Se é verdade que a covid definiu que estamos na era da imprevisibilidade, o Brasil já era imprevisível nos últimos dez anos. O Brasil é uma grande arena complexa, turbulenta, mas fascinante, porque tem oportunidades.

Davide Breviglieri, CEO da Azimut Yachts Brasil

Brasil é imprevisível, mas fascinante e com oportunidades

UOL - Como lidar com a insegurança tributária?

Davide Breviglieri - A insegurança tributária neste momento afeta fortemente o mercado náutico. A guerra dos estados na questão do ICMS [Imposto Sobre Circulação de Mercadorias e Serviços] criou uma barreira. Eu não consigo vender pelo mesmo preço um barco de Santa Catarina [estado onde fica o estaleiro] em estados como Mato Grosso, Bahia ou no Distrito Federal.

Alguns estados definiram que não aceitam que o ICMS fique no estado produtor. Eles exigem, pela Lei de Diferencial de Alíquota [Difal]*, que o estado de destino do bem tenha direito a uma parte desse ICMS. Esse, por exemplo, é um aspecto que nos últimos anos inibe a venda de barcos novos em muitos estados brasileiros.
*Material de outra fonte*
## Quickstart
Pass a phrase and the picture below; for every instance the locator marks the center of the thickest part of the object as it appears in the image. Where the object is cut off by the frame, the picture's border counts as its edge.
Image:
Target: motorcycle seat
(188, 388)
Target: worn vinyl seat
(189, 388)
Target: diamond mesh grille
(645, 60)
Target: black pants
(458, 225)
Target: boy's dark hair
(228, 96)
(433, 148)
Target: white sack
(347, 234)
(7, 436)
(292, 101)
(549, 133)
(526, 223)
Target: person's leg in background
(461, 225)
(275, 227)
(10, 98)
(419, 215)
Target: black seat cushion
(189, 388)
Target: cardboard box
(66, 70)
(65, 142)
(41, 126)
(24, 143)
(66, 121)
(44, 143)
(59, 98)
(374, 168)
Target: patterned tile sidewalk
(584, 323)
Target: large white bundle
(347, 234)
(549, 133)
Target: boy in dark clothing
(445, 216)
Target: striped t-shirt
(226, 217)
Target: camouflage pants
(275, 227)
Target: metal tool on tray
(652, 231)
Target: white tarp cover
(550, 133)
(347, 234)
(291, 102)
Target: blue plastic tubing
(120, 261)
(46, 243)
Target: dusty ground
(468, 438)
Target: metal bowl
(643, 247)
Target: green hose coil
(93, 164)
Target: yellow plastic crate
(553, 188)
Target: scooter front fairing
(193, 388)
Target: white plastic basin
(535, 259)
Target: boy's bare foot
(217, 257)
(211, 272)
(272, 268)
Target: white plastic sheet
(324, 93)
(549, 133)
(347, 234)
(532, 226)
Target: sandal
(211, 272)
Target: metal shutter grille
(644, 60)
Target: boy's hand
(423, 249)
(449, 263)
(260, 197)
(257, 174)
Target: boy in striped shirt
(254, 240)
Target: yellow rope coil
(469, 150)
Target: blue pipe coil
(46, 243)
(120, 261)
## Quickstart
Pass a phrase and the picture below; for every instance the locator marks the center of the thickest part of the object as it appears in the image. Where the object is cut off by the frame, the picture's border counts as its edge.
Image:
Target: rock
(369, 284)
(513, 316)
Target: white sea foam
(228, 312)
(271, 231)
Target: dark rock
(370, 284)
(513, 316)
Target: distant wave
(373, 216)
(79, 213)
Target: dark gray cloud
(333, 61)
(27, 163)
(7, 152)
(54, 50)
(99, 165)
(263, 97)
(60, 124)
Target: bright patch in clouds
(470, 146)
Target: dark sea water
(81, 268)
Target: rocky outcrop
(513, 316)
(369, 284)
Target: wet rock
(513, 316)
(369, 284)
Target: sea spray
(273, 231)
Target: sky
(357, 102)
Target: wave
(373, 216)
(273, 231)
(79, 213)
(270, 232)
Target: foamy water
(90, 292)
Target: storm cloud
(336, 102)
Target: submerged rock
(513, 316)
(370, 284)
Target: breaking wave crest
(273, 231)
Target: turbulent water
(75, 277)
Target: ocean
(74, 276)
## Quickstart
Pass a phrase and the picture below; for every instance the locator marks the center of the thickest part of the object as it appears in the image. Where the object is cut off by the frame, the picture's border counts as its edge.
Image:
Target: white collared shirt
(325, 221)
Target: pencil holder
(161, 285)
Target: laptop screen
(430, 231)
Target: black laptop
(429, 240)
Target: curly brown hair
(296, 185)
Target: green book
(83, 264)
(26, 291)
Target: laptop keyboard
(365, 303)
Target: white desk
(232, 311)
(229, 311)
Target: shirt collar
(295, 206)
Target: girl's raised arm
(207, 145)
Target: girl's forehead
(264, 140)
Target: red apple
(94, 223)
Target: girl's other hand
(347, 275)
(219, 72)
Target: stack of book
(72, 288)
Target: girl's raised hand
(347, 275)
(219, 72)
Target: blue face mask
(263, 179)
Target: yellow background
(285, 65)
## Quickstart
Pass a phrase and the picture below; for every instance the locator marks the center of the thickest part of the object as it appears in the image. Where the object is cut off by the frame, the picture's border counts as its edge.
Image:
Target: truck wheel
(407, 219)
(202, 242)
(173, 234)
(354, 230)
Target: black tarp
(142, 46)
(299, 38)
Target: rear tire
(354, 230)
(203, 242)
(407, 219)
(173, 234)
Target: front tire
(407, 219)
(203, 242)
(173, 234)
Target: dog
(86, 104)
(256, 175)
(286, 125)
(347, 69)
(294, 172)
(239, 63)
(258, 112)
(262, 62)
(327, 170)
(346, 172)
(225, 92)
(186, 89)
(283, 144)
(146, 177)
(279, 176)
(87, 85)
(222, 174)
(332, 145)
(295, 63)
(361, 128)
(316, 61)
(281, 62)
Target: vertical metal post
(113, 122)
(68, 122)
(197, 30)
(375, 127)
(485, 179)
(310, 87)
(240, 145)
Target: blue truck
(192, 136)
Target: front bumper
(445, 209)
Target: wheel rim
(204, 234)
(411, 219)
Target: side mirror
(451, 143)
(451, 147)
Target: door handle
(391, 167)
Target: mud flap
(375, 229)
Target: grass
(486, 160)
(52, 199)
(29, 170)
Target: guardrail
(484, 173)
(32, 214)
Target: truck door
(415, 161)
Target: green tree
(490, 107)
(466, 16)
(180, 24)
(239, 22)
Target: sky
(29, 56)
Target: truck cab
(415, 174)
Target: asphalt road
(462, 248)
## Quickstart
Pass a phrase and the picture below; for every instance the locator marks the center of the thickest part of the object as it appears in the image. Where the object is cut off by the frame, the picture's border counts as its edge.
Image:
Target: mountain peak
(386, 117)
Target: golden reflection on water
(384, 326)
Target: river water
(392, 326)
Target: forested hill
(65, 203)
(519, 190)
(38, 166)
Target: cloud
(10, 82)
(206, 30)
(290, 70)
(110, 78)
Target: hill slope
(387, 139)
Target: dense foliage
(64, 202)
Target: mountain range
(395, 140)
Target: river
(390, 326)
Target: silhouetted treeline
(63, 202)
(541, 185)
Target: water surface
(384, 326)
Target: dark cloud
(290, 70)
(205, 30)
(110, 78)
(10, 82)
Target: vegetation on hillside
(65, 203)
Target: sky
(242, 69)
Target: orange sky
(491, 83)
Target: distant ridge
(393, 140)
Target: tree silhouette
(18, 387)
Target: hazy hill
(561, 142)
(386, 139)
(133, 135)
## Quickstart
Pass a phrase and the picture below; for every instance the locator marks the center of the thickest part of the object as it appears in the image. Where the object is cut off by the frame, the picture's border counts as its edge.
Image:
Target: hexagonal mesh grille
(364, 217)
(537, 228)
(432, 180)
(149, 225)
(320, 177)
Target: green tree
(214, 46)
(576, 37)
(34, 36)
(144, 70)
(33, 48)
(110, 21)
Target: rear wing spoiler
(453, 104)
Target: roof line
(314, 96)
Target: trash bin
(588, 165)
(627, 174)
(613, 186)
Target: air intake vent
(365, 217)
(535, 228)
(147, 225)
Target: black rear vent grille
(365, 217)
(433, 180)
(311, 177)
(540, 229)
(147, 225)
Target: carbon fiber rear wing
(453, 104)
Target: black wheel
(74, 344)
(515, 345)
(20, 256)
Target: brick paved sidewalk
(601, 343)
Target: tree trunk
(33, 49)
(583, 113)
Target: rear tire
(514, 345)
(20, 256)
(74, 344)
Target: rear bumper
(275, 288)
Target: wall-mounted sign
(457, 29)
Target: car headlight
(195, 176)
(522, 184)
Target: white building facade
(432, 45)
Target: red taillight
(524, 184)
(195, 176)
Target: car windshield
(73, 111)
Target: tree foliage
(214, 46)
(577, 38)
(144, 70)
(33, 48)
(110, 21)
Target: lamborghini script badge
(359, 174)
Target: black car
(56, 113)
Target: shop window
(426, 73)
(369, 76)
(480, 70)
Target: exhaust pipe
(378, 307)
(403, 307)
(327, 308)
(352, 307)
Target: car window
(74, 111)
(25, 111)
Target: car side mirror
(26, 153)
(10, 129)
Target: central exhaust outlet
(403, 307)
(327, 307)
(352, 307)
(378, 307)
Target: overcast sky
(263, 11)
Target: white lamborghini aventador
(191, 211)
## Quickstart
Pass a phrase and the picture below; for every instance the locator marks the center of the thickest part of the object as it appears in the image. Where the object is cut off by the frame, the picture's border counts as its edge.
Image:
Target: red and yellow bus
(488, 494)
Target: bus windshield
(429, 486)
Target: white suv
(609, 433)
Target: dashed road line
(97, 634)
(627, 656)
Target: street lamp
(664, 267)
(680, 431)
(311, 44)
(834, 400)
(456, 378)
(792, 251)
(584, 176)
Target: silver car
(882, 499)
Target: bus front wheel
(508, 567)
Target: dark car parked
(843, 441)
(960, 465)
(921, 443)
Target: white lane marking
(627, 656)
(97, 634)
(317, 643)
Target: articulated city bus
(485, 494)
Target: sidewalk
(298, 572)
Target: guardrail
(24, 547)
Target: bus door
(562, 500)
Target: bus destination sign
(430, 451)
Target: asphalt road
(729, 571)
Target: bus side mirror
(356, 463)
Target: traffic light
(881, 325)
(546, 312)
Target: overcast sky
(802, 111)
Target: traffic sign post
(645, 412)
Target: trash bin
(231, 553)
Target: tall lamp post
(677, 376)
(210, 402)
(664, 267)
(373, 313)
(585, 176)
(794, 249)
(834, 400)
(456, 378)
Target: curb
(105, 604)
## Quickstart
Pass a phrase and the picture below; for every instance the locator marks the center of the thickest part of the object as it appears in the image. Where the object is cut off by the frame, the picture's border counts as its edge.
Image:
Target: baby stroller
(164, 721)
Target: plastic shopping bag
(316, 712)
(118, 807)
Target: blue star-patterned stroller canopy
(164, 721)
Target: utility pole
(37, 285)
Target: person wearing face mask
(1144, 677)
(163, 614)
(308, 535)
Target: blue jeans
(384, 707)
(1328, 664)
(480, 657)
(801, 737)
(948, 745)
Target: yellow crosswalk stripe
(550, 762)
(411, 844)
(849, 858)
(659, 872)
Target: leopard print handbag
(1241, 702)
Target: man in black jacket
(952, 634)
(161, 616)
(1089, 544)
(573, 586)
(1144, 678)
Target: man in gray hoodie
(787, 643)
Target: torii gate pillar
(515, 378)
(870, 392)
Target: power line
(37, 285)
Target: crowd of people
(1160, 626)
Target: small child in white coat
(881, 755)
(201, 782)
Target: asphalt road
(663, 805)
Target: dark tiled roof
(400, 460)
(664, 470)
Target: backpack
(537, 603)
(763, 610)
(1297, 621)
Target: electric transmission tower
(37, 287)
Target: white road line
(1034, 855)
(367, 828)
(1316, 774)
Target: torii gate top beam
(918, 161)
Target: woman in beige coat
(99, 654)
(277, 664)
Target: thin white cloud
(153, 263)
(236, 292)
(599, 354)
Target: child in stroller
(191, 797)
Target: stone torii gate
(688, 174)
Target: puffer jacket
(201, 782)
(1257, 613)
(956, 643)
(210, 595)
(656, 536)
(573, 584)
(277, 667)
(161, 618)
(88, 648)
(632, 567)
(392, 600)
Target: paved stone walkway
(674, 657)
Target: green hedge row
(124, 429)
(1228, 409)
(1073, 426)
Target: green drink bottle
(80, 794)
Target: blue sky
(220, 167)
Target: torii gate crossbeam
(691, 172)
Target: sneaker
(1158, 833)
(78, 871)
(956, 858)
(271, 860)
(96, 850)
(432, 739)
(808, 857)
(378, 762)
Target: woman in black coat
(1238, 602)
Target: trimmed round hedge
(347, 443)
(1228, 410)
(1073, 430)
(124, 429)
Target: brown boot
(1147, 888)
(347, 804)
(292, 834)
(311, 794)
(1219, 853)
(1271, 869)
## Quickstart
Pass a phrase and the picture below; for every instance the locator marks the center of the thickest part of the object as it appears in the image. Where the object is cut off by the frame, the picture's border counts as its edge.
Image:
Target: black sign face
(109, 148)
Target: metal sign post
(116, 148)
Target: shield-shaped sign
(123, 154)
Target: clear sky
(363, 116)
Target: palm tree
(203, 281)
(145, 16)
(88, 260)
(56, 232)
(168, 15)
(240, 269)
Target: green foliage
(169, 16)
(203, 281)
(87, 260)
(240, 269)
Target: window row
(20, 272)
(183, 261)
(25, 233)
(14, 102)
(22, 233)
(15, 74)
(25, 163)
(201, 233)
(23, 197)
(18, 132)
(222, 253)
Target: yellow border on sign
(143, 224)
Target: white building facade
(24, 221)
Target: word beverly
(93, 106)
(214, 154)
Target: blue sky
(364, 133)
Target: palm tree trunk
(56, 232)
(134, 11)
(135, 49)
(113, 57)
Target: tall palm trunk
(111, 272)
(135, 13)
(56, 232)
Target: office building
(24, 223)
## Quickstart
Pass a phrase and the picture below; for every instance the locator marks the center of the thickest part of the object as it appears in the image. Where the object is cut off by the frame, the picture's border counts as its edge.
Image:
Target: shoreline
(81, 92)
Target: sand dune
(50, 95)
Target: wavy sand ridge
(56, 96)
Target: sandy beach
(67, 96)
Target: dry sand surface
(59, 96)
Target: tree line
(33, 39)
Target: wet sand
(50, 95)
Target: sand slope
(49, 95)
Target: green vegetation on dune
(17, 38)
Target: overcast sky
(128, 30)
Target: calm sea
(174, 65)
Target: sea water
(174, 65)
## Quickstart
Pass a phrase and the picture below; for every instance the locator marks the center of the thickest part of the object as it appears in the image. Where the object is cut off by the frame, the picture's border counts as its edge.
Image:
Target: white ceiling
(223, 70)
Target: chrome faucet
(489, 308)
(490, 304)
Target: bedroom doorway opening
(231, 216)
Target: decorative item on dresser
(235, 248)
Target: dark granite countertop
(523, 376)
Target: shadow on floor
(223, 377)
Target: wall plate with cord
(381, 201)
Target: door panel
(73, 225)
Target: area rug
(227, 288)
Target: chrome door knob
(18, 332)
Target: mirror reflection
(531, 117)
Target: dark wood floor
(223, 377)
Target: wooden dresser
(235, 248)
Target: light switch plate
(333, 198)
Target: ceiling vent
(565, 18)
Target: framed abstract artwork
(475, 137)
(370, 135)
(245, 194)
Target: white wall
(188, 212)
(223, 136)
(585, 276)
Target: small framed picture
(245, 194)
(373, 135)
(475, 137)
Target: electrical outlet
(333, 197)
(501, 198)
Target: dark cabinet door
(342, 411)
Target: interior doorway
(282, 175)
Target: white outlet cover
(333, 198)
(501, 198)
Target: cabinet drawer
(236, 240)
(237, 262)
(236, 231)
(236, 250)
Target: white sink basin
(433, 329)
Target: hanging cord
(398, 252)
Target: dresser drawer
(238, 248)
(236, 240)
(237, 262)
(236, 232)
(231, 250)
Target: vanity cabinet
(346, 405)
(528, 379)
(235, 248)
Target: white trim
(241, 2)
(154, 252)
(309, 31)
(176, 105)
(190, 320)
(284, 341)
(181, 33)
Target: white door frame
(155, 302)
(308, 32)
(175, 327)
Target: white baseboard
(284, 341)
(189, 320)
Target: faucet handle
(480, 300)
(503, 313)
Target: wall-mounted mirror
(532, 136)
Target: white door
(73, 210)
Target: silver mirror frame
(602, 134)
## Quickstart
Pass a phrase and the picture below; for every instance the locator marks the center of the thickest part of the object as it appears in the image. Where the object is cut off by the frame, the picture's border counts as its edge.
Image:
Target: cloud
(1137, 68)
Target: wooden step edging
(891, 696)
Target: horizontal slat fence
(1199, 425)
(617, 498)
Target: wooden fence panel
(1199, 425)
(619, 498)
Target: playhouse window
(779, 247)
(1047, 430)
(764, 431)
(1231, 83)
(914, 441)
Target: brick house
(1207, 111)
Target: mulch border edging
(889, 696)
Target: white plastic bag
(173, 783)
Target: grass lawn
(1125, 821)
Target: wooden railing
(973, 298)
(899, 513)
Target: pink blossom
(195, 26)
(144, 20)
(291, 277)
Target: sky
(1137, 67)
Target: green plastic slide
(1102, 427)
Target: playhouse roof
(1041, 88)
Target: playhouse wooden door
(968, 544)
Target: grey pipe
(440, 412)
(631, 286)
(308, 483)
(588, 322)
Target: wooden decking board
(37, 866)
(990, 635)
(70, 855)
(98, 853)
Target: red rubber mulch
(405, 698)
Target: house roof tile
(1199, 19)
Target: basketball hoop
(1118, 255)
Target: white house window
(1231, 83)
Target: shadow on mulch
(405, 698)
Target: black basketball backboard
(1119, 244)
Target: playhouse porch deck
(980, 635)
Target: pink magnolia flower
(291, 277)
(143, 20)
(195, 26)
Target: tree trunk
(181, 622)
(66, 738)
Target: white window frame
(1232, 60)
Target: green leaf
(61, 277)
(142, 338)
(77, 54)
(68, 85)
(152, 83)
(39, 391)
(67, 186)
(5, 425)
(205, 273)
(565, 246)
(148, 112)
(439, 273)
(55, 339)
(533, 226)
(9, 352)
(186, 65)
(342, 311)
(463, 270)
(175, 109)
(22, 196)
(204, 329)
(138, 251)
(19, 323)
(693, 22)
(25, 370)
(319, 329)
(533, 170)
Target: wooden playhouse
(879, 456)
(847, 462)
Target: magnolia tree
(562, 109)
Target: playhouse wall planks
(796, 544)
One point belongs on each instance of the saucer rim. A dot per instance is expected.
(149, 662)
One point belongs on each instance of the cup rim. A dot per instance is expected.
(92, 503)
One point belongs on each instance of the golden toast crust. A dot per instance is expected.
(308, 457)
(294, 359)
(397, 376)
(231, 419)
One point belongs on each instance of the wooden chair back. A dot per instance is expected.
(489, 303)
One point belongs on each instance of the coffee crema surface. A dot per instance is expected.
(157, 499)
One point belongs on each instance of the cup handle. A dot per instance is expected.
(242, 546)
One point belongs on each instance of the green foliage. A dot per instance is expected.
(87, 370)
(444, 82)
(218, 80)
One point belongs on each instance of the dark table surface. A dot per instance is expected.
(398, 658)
A Difal é a alíquota calculada sobre a diferença entre o ICMS de um estado para outro. Uma empresa de um estado que venda diretamente para um consumidor em outro estado precisa pagar a diferença de alíquota.

A reforma tributária deve impactar o mercado náutico?

Irá impactar. É um assunto muito complexo e delicado, mas precisamos disso. Ela servirá para definir o nível de investimento, para criar uma trajetória de produto, de preço, de tranquilidade para players, produtores e especialmente para os consumidores.

O custo logístico de exportar um barco do Brasil é três ou quatro vezes maior do que fazer a mesma coisa lá fora. Por exemplo, a exportação Gênova-Miami custa um quarto da de Itajaí-Miami.

Tudo o que ganho na minha eficiência interna eu perco dentro de um sistema do Brasil que não é eficiente.

Outro aspecto é o custo de importação de um produto acabado. Aqui no Brasil estou produzindo cinco ou seis modelos, mas o Grupo Azimut lá fora tem mais de 40 modelos. Os tributos de importação, algo em torno de 65%, 70%, inibem um cliente ter um barco Azimut importado no Brasil.

Como o senhor explica essas questões para a matriz italiana?

Eu confesso que tem coisas que nem conseguimos mais explicar.

Sendo italiano, quais foram as dificuldades que teve para se adaptar ao Brasil?

Inicialmente a minha percepção foi a de que aqui é tudo fácil. Logo em seguida, chega a frustração de que tudo que parece fácil, mas não é.

Se é verdade que a covid definiu que estamos na era da imprevisibilidade, o Brasil já era imprevisível nos últimos dez anos. O Brasil é uma grande arena complexa, turbulenta, mas fascinante, porque tem oportunidades.

O senhor gosta de navegar? Tem um barco?

Não tenho o meu barco, mas tenho o sonho dele, isso sim.